Ferry André de la Porte werkt al sinds 1969 als freelance fotograaf. Zijn familie en ook fotograaf Philip Mechanicus, bij wie hij in 1970 in de leer kwam, introduceerden hem al direct aan het begin van zijn carrière in het culturele circuit. Daarin is hij tot op de dag van vandaag actief. Hij fotografeerde popconcerten, maakte werkopnamen en stills van Nederlandse speelfilms, portretteerde schrijvers en beeldend kunstenaars, fotografeerde hun ateliers en hun werk, verzorgde de fotografie voor tientallen catalogi, maakte in samenwerking met vormgever Pieter Brattinga de foto’s voor affiches van het Kröller-Müller museum en leverde foto’s voor boekomslagen en een enkele platenhoes. Hij heeft zich de afgelopen dertig jaar in hoofdzaak bezig gehouden met journalistieke fotografie, reproductie- en productfotografie, bedrijfsreportages en portretfotografie. Zijn oeuvre bestaat uit ca. 80.000 zwart-wit negatieven en een onbekende hoeveelheid kleurmateriaal, afdrukken in zwart-wit en kleurendia’s. Veel belangrijker dan zijn professionele fotografie vindt hij zijn vrije werk; daarin ziet hij zichzelf, ondanks zijn ervaring van dertig jaar, nog altijd als een ‘amateur’ in de ware zin van het woord, een liefhebber.

Ferry André de la Porte komt uit een artistiek milieu. Zijn grootvader van moeders zijde was de surrealistische schilder, tekenaar, etser en lithograaf Willem van Leusden. Zijn moeder had op het Instituut voor Kunstnijverheidsonderwijs (de voorloper van de Rietveld Academie) en in Schoonhoven gestudeerd voor edelsmid. Haar zuster was fotografe. Zijn vader had op hetzelfde Instituut voor Kunstnijverheidsonderwijs binnenhuisarchitectuur gestudeerd en was later ook praktiserend architect. Toen André de la Porte in 1969 eindexamen HBS had gedaan, drongen zijn ouders er sterk op aan dat hij naar het HEAO zou gaan. Hij voelde daar niets voor en wilde fotograaf of vormgever worden. Buiten medeweten van zijn ouders meldde hij zich aan bij de Rietveld Academie en de Rijksacademie voor Beeldende Kunsten. Tot beide werd hij toegelaten, maar hij moest eerst in militaire dienst.
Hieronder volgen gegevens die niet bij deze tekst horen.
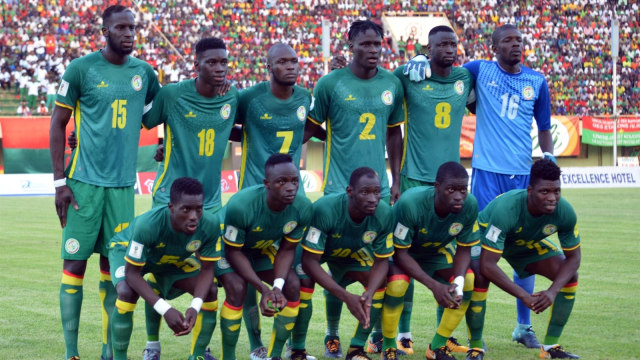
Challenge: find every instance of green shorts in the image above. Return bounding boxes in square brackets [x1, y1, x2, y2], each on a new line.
[61, 179, 135, 260]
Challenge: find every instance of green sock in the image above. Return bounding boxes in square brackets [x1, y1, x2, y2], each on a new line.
[291, 287, 313, 350]
[111, 299, 136, 360]
[60, 270, 84, 359]
[544, 282, 578, 345]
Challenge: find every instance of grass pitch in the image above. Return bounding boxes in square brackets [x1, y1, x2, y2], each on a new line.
[0, 189, 640, 360]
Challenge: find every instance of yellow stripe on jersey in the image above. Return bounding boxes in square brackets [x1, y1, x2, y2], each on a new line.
[152, 124, 171, 196]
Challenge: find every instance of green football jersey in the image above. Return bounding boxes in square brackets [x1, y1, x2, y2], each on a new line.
[309, 66, 404, 197]
[393, 186, 479, 261]
[393, 65, 473, 183]
[222, 185, 312, 257]
[56, 51, 160, 187]
[478, 189, 580, 259]
[144, 79, 238, 209]
[114, 206, 221, 273]
[236, 81, 311, 189]
[302, 192, 394, 266]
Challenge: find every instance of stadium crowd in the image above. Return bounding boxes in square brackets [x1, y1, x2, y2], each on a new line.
[0, 0, 640, 115]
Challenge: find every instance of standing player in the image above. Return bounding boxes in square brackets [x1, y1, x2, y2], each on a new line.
[216, 154, 311, 360]
[302, 167, 393, 360]
[109, 177, 220, 360]
[478, 159, 580, 359]
[50, 5, 159, 359]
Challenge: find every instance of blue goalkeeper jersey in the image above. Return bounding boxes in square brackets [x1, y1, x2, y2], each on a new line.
[464, 60, 551, 175]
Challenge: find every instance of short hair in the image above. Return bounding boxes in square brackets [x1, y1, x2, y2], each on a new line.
[169, 177, 204, 204]
[436, 161, 469, 183]
[102, 5, 133, 26]
[196, 37, 227, 57]
[348, 20, 384, 41]
[349, 166, 378, 188]
[529, 159, 562, 186]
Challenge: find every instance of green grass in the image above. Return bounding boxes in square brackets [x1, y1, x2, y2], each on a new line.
[0, 189, 640, 360]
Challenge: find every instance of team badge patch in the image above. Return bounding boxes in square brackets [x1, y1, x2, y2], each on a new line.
[187, 240, 202, 252]
[296, 105, 307, 121]
[542, 224, 558, 236]
[64, 238, 80, 254]
[362, 231, 378, 244]
[131, 75, 142, 91]
[381, 90, 393, 105]
[220, 104, 231, 120]
[449, 223, 464, 236]
[282, 220, 298, 234]
[453, 80, 464, 95]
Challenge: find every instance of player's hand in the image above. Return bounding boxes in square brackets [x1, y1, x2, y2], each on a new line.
[329, 55, 347, 71]
[55, 185, 80, 228]
[402, 55, 431, 82]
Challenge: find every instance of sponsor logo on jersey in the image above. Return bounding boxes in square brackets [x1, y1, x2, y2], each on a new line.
[187, 240, 202, 252]
[362, 231, 378, 244]
[453, 80, 464, 95]
[131, 75, 142, 91]
[542, 224, 558, 236]
[64, 238, 80, 254]
[220, 104, 231, 120]
[449, 223, 464, 236]
[282, 220, 298, 235]
[296, 105, 307, 121]
[380, 90, 393, 105]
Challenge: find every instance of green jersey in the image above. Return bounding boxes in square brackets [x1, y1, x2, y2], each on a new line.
[393, 186, 479, 262]
[114, 206, 221, 273]
[222, 185, 311, 258]
[478, 189, 580, 259]
[236, 81, 311, 189]
[144, 79, 238, 209]
[56, 51, 160, 187]
[302, 192, 394, 266]
[309, 66, 404, 197]
[393, 65, 473, 183]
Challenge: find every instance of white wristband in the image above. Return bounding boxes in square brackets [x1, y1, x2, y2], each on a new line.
[191, 298, 203, 312]
[273, 278, 284, 290]
[53, 178, 67, 189]
[453, 276, 464, 296]
[153, 298, 171, 316]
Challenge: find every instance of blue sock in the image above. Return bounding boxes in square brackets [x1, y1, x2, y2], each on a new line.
[513, 271, 536, 325]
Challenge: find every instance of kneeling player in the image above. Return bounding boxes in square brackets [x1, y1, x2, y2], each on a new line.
[109, 178, 220, 360]
[302, 167, 393, 359]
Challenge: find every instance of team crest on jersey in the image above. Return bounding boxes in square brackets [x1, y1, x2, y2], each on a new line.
[542, 224, 558, 236]
[449, 223, 464, 236]
[131, 75, 142, 91]
[64, 238, 80, 254]
[522, 86, 533, 100]
[282, 220, 298, 234]
[453, 80, 464, 95]
[220, 104, 231, 120]
[362, 231, 378, 244]
[381, 90, 393, 105]
[296, 105, 307, 121]
[187, 240, 202, 252]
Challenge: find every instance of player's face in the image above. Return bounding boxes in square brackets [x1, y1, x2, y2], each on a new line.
[169, 194, 204, 235]
[527, 180, 560, 214]
[435, 177, 469, 214]
[492, 29, 522, 65]
[194, 49, 229, 86]
[347, 176, 381, 216]
[427, 31, 458, 67]
[264, 163, 299, 205]
[102, 11, 136, 56]
[349, 29, 382, 70]
[268, 46, 300, 86]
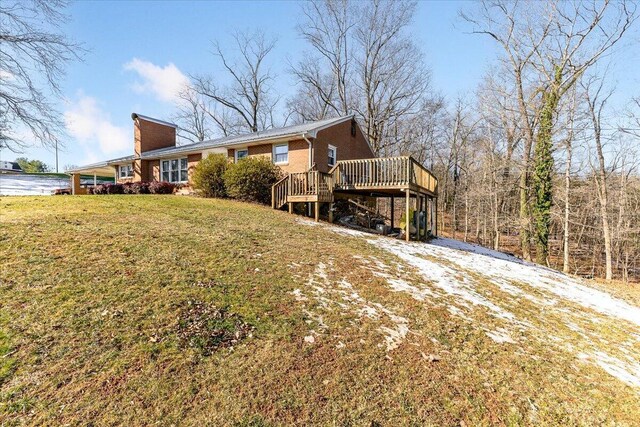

Nadat hij de militaire dienst reeds na enkele maanden met een S5 (een indicatie voor ongeschiktheid voor de dienst) had verlaten, bleek dat hij pas het volgend studiejaar met zijn opleiding kon beginnen. Hij ging als fotograaf aan de slag en zou niet meer gaan studeren. Zijn eerste klussen deed hij samen met popfotograaf Gijsbert Hanekroot. Via de toen in New York woonachtige Nederlands beeldend kunstenaar Jan Henderikse, bij wie hij door de schrijver Gerard Stigter (K. Schippers) was geïntroduceerd, kwam hij in New York terecht bij fotograaf Horowitz. Deze commerciële reclamefotograaf leerde hem stillevens fotograferen. Terug in Nederland, we schrijven 1970, bracht een oom hem in contact met de vormgever Pieter Brattinga. Deze bracht hem op zijn beurt in contact met Philip Mechanicus, die een studio en doka aan het Singel had. Mechanicus, die een beetje uitgekeken begon te raken op de fotografie en meer wilde gaan schrijven, had al een assistent, Floris Bergkamp, maar als onbetaalde kracht kon André de la Porte aan de slag. Hij nam veel dokawerk van Mechanicus over en maakte daardoor intensief kennis met de fotografie van Mechanicus. Deze heeft een behoorlijke invloed gehad op de jonge André de la Porte, net als Mechanicus op zijn beurt was beïnvloed door de tijd die hij bij Ad Windig als leerling had doorgebracht. Het grote belang dat Windig hechtte aan een perfecte druktechniek heeft Mechanicus weer aan André de la Porte overgedragen. En hoewel André de la Porte nooit echte voorbeelden in de fotografie heeft proberen na te volgen, is Windig een van de Nederlandse fotografen die hij bewondert en met wie hij een zekere verwantschap voelt. Andere namen die hij in dat verband noemt zijn die van Paul Huf, Ed van der Elsken en Johan van de Keuken. De belangrijkste buitenlandse fotografen voor wie dat geldt zijn Edward Weston (1886-1958), André Kertész (1894-1985) en Diane Arbus (1923-1971). Buiten de wereld van de fotografie is hij vooral beïnvloed door grafisch vormgever Pieter Brattinga, met wie hij in de jaren 1978-1988 samenwerkte bij het maken van affiches voor tentoonstellingen in Rijksmuseum Kröller-Müller in Otterlo. Brattinga leerde hem op een andere manier kijken. De foto’s moesten bruikbaar zijn voor de vormgever, hetgeen betekende dat de onderwerpen helder in beeld moesten worden gebracht en dat er niet teveel op de foto’s moest staan, omdat er ook nog ruimte over diende te blijven voor de tekst.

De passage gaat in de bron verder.